I guess its a shame we picked the lognormal as this shouldn't be an issue a lot of the time (again perhaps we can reflect on this?)

seabbs commented 1 year ago

I've got to drop of for a bit now but will circle back to this in a bit.

parksw3 commented 1 year ago

Ah this is great detective work Daniel!

Thanks!

I think in general all of this is highlighting how important fitting a well-specified distribution is and we need to flag that (and that we are effectively ignoring it in this work).

I agree

It's interesting that early on in the case study there is basically no truncation due to the slow growth and the impact is just on the sd.

This is certainly interesting. And I think it's worth discussing too. There was another plot that I thought might be useful... will write about this soon-ish (before we meet).

Perhaps we should be dropping by default

I think dropping seems fine. We can explain in the methods that we tried padding earlier but it gave really biased answers in some cases and we don't advice doing it in general.

truncating at 1 to account for that (in models that have truncation)?

This is interesting... I guess this works? We also don't have to worry about this in models with censoring right? So I guess we only have to worry about it in the pure truncation scenario?
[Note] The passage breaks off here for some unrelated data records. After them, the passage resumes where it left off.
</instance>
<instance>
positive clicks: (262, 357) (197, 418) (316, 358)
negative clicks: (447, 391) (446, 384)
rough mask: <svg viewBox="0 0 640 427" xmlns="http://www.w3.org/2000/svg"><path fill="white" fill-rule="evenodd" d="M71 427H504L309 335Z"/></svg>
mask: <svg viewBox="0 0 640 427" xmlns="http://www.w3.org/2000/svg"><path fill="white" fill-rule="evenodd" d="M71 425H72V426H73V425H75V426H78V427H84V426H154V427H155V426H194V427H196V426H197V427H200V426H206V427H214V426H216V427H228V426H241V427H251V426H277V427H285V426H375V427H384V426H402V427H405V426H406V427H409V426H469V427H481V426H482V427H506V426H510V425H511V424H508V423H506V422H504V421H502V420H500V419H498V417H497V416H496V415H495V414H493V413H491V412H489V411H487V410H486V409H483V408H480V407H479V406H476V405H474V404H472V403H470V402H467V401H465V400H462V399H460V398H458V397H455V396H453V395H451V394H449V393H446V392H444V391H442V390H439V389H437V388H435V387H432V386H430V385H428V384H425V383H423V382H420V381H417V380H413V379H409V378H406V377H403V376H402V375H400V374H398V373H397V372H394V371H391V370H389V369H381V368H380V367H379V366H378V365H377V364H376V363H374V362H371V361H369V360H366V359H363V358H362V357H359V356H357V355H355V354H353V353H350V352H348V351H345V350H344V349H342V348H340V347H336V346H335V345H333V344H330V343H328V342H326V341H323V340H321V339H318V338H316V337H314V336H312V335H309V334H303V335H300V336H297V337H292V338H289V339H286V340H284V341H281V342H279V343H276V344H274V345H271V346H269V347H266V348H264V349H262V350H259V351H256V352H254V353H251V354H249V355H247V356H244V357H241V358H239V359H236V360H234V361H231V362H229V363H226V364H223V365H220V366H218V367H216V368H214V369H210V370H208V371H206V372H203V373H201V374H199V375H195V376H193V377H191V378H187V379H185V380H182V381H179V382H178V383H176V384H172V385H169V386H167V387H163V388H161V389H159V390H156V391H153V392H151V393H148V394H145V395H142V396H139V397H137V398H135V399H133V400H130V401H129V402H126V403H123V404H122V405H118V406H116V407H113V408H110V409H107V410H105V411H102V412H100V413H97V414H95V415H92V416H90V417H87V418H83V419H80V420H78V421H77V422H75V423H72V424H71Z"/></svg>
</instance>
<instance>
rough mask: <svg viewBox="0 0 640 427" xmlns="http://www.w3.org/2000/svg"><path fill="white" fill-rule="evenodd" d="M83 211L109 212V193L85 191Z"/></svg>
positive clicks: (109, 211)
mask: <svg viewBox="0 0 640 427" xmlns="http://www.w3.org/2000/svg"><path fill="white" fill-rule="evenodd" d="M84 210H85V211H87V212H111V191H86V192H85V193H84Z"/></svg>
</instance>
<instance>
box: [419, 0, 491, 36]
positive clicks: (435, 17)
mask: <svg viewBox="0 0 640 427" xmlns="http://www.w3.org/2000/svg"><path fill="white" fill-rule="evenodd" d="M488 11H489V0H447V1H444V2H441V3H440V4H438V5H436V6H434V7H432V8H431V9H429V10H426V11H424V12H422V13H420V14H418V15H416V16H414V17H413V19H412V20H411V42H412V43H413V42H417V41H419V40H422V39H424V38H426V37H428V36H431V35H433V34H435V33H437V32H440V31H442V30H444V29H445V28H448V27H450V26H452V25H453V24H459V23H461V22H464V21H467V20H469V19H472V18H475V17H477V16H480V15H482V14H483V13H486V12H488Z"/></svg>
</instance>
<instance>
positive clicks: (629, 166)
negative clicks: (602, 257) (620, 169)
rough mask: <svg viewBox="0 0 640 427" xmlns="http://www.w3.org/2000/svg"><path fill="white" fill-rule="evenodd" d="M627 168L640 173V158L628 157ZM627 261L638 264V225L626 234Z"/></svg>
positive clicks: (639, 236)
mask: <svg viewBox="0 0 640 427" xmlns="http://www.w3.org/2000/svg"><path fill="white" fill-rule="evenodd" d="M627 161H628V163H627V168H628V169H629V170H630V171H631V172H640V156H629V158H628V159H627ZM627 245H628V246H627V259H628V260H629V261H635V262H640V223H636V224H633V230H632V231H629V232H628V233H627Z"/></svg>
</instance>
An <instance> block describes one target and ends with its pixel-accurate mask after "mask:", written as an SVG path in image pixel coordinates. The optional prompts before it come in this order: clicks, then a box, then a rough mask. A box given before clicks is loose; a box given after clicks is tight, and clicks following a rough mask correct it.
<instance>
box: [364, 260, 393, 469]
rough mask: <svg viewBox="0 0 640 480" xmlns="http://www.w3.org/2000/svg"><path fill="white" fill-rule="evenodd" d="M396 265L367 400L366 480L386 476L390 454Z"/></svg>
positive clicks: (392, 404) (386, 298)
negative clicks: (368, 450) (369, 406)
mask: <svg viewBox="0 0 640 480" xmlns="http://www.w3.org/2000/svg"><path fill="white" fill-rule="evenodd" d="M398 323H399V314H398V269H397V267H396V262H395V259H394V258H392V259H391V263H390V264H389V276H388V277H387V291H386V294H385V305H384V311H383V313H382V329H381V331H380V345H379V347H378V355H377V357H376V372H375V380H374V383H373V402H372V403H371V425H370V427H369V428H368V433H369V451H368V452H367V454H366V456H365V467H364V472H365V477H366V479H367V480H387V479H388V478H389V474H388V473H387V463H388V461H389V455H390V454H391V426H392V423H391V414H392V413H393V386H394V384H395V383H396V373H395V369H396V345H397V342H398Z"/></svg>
I guess its a shame we picked the lognormal as this shouldn't be an issue a lot of the time (again perhaps we can reflect on this?)

Hm, it's not immediately obvious to me that how much it doesn't matter for other distributions. And we don't want to go down that rabbit hole. I guess the whole point is that there are many practical issues that people should be thinking about, and it's important that we point them out.

seabbs commented 1 year ago

After changing to droppinng zeros where we aren't censoring and having left truncation at 1 where this is happening and its possible things are looking much better. Note that the censored observation time (for truncation) has been changed here as well from the upper bound of the primary event to the lower bound.

case_study

seabbs commented 1 year ago

This all looks good I think so closing out.